Ketika kawanan orang Kawa itu berhenti di bagian bawah dan tidak meneruskan perjalanan mereka, segera Kiam-eng dan Keh-ki merasa gelagat tidak enak, maka perlahan mereka pun melolos pedang dan siap tempur.
"Aneh, cara bagaimana mereka dapat mengetahui beradanya kita di sini?" tanya Keh-ki dengan gelombang suara.
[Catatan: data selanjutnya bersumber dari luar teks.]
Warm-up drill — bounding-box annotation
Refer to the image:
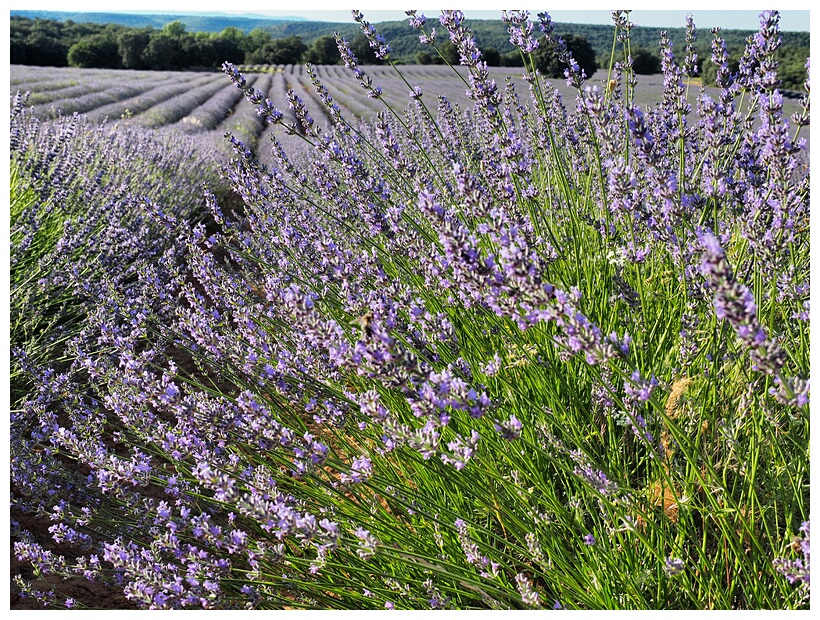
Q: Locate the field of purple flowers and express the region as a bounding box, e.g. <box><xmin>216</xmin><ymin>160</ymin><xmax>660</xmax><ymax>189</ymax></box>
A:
<box><xmin>10</xmin><ymin>11</ymin><xmax>810</xmax><ymax>609</ymax></box>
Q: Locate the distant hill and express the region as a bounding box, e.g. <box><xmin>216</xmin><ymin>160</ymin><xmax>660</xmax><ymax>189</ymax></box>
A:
<box><xmin>265</xmin><ymin>19</ymin><xmax>809</xmax><ymax>60</ymax></box>
<box><xmin>10</xmin><ymin>10</ymin><xmax>303</xmax><ymax>33</ymax></box>
<box><xmin>10</xmin><ymin>10</ymin><xmax>809</xmax><ymax>66</ymax></box>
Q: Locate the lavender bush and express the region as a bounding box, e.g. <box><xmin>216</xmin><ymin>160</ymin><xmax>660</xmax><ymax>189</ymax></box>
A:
<box><xmin>12</xmin><ymin>11</ymin><xmax>810</xmax><ymax>609</ymax></box>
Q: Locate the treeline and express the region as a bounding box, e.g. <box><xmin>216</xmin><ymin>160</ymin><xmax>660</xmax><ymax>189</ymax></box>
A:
<box><xmin>10</xmin><ymin>15</ymin><xmax>809</xmax><ymax>89</ymax></box>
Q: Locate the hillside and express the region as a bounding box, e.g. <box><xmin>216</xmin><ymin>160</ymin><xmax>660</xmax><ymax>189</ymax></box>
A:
<box><xmin>11</xmin><ymin>11</ymin><xmax>809</xmax><ymax>61</ymax></box>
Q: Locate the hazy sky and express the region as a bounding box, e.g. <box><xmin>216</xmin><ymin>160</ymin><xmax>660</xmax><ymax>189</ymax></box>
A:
<box><xmin>14</xmin><ymin>0</ymin><xmax>817</xmax><ymax>33</ymax></box>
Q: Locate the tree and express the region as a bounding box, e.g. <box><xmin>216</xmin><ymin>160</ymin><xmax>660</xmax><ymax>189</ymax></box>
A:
<box><xmin>304</xmin><ymin>35</ymin><xmax>338</xmax><ymax>65</ymax></box>
<box><xmin>25</xmin><ymin>30</ymin><xmax>68</xmax><ymax>67</ymax></box>
<box><xmin>162</xmin><ymin>20</ymin><xmax>186</xmax><ymax>38</ymax></box>
<box><xmin>533</xmin><ymin>34</ymin><xmax>598</xmax><ymax>78</ymax></box>
<box><xmin>348</xmin><ymin>32</ymin><xmax>384</xmax><ymax>65</ymax></box>
<box><xmin>142</xmin><ymin>33</ymin><xmax>188</xmax><ymax>71</ymax></box>
<box><xmin>67</xmin><ymin>34</ymin><xmax>120</xmax><ymax>69</ymax></box>
<box><xmin>117</xmin><ymin>30</ymin><xmax>151</xmax><ymax>69</ymax></box>
<box><xmin>433</xmin><ymin>39</ymin><xmax>459</xmax><ymax>65</ymax></box>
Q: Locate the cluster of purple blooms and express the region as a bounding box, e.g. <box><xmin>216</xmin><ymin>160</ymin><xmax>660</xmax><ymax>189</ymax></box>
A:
<box><xmin>11</xmin><ymin>11</ymin><xmax>809</xmax><ymax>609</ymax></box>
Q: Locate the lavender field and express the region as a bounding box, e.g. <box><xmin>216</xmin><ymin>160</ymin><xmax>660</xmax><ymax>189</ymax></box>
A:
<box><xmin>9</xmin><ymin>11</ymin><xmax>810</xmax><ymax>610</ymax></box>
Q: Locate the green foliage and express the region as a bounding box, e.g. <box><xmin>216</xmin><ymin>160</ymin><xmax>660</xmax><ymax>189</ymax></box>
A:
<box><xmin>117</xmin><ymin>30</ymin><xmax>151</xmax><ymax>69</ymax></box>
<box><xmin>532</xmin><ymin>34</ymin><xmax>598</xmax><ymax>78</ymax></box>
<box><xmin>68</xmin><ymin>34</ymin><xmax>121</xmax><ymax>69</ymax></box>
<box><xmin>348</xmin><ymin>33</ymin><xmax>382</xmax><ymax>65</ymax></box>
<box><xmin>10</xmin><ymin>11</ymin><xmax>809</xmax><ymax>84</ymax></box>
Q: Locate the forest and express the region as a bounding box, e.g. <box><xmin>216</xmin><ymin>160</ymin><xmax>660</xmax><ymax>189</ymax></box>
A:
<box><xmin>10</xmin><ymin>13</ymin><xmax>810</xmax><ymax>90</ymax></box>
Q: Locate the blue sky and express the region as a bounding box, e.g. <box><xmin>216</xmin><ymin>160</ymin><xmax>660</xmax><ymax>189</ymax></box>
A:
<box><xmin>13</xmin><ymin>0</ymin><xmax>816</xmax><ymax>32</ymax></box>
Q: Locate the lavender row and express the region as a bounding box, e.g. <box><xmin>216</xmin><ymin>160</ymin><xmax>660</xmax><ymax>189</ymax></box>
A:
<box><xmin>175</xmin><ymin>75</ymin><xmax>257</xmax><ymax>132</ymax></box>
<box><xmin>134</xmin><ymin>77</ymin><xmax>224</xmax><ymax>128</ymax></box>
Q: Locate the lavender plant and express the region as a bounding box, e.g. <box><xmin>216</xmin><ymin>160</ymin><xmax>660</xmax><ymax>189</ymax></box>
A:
<box><xmin>15</xmin><ymin>11</ymin><xmax>810</xmax><ymax>609</ymax></box>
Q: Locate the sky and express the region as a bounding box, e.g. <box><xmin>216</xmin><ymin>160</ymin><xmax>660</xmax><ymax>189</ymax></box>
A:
<box><xmin>12</xmin><ymin>0</ymin><xmax>818</xmax><ymax>32</ymax></box>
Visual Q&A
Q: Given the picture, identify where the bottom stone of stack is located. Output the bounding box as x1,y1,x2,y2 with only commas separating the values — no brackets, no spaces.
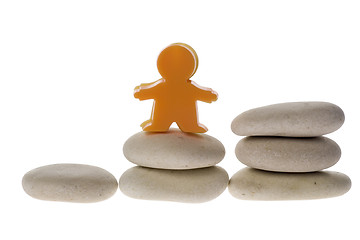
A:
119,166,229,203
228,168,351,201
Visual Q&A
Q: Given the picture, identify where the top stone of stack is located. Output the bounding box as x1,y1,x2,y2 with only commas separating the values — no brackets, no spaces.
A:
231,102,345,137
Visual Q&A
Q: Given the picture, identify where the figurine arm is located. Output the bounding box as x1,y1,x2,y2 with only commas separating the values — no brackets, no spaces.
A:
134,79,164,100
191,82,218,103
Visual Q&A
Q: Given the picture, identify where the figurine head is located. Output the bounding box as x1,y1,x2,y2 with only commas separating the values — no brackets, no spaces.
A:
157,43,199,81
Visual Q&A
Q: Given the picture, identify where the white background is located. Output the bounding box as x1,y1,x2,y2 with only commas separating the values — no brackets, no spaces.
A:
0,0,360,239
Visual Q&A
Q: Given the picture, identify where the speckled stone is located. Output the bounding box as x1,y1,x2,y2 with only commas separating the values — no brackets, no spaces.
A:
228,168,351,201
231,102,345,137
235,137,341,172
123,129,225,169
119,166,229,203
22,164,118,203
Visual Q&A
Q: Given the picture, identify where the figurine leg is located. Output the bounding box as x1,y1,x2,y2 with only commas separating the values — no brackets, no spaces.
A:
176,122,208,133
141,120,172,132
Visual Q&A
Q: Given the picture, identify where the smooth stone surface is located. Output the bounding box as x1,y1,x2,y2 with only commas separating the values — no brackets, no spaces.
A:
228,168,351,201
231,102,345,137
235,137,341,172
22,164,118,203
123,129,225,169
119,166,229,203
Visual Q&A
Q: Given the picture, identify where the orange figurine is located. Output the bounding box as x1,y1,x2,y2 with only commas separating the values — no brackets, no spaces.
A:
134,43,217,133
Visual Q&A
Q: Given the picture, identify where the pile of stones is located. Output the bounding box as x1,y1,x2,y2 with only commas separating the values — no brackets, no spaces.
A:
229,102,351,200
119,129,229,203
22,102,351,203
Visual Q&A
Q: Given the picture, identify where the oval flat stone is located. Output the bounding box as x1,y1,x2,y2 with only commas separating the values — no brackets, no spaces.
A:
228,168,351,201
231,102,345,137
123,129,225,169
235,137,341,172
22,164,118,203
119,166,229,203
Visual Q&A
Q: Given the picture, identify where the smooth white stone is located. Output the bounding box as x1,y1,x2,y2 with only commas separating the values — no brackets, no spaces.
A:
228,168,351,201
22,164,118,203
123,129,225,169
231,102,345,137
119,166,229,203
235,137,341,172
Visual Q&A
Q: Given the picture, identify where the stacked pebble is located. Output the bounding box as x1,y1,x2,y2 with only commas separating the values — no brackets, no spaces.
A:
229,102,351,200
119,129,229,202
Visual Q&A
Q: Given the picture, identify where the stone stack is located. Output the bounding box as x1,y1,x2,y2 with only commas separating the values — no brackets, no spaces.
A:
119,129,229,202
229,102,350,200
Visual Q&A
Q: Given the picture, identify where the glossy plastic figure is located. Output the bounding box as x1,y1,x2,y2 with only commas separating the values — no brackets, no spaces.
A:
134,43,217,133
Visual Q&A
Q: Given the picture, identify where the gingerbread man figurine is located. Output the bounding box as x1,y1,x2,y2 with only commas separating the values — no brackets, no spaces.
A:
134,43,217,133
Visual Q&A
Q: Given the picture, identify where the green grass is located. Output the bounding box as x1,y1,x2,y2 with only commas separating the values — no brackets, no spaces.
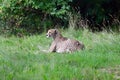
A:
0,30,120,80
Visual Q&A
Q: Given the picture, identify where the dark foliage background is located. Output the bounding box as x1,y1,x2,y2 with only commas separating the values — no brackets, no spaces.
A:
0,0,120,34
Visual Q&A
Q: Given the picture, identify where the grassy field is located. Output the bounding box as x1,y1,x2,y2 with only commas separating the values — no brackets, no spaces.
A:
0,30,120,80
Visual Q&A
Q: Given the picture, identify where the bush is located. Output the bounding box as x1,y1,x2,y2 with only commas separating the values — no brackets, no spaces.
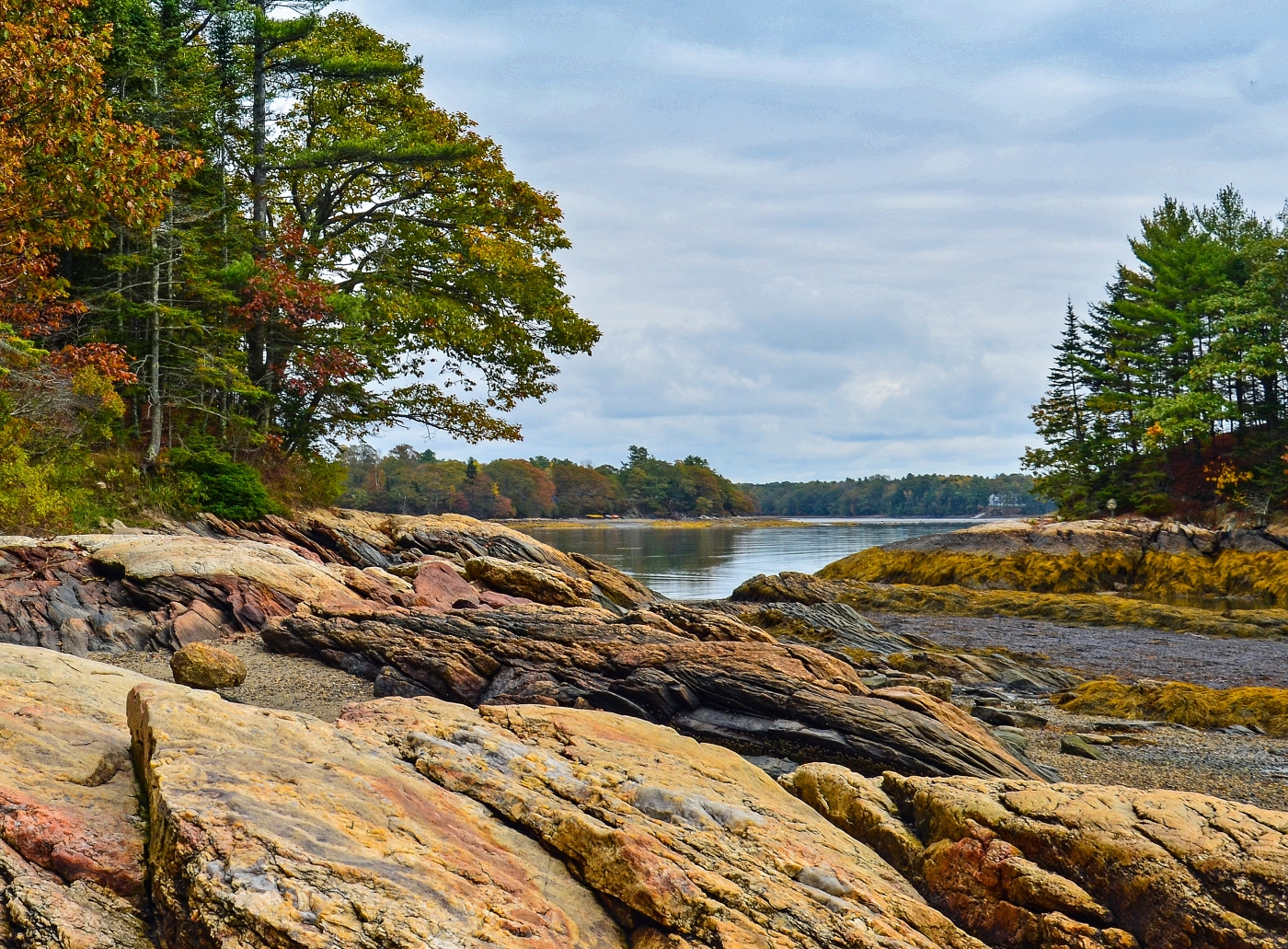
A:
167,446,283,521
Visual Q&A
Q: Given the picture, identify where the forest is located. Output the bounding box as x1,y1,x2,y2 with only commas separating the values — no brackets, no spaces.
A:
0,0,599,533
1023,186,1288,522
340,445,756,517
738,475,1051,517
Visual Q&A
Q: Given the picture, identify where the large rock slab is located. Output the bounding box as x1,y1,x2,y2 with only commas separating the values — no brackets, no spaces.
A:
780,763,1288,949
129,683,626,949
0,643,149,949
0,511,661,656
339,699,982,949
261,608,1036,778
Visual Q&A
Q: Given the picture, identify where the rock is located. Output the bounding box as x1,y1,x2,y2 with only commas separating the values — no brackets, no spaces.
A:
415,559,480,612
0,842,155,949
778,762,925,877
0,644,151,949
882,773,1288,949
0,511,657,655
970,701,1047,728
129,683,626,949
921,826,1136,949
1060,734,1105,760
729,570,838,605
568,553,664,610
465,557,590,606
170,642,246,689
779,765,1288,949
0,644,149,900
261,606,1034,776
339,699,983,949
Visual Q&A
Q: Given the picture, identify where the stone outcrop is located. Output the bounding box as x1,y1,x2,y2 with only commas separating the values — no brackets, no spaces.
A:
0,644,1288,949
779,763,1288,949
0,643,147,949
0,511,661,656
129,683,626,949
731,570,1083,695
885,517,1288,557
170,642,246,689
339,699,979,949
261,606,1034,776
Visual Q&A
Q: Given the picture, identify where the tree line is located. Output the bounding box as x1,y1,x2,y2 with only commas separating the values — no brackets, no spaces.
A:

"Mungkin mereka dapat mencium bau kita," jawab Kiam-eng. "Coba dengarkan, mereka sudah mulai merambat ke atas sini."
Benar juga, ada seratusan orang Kawa tampak sedang mendaki dinding tebing, diam-diam mereka melakukan pengepungan terhadap Kiam-eng berdua.
Cepat Keh-ki mendesis lagi, "Wah celaka, Cara bagaimana harus kita hadapi mereka?"
"Tunggu nanti bila mereka mendekat, serentak kita terjang ke tengah gerombolan mereka, kita binasakan beberapa di antaranya secepat kilat, habis itu ... Hm, jika mereka berani mendesak maju lagi, segera kita terjang pula!"
Habis berkata, mendadak Kiam-eng berdiri dan melompat maju dari sisih batu raksasa itu. Menyusul Keh-ki juga melompat keluar dari sisi lain.
Dan begitu mereka mengunjuk diri, serentak mereka terjang ke tengah gerombolan orang Kawa itu, pedang mereka bekerja cepat tanpa kenal ampun.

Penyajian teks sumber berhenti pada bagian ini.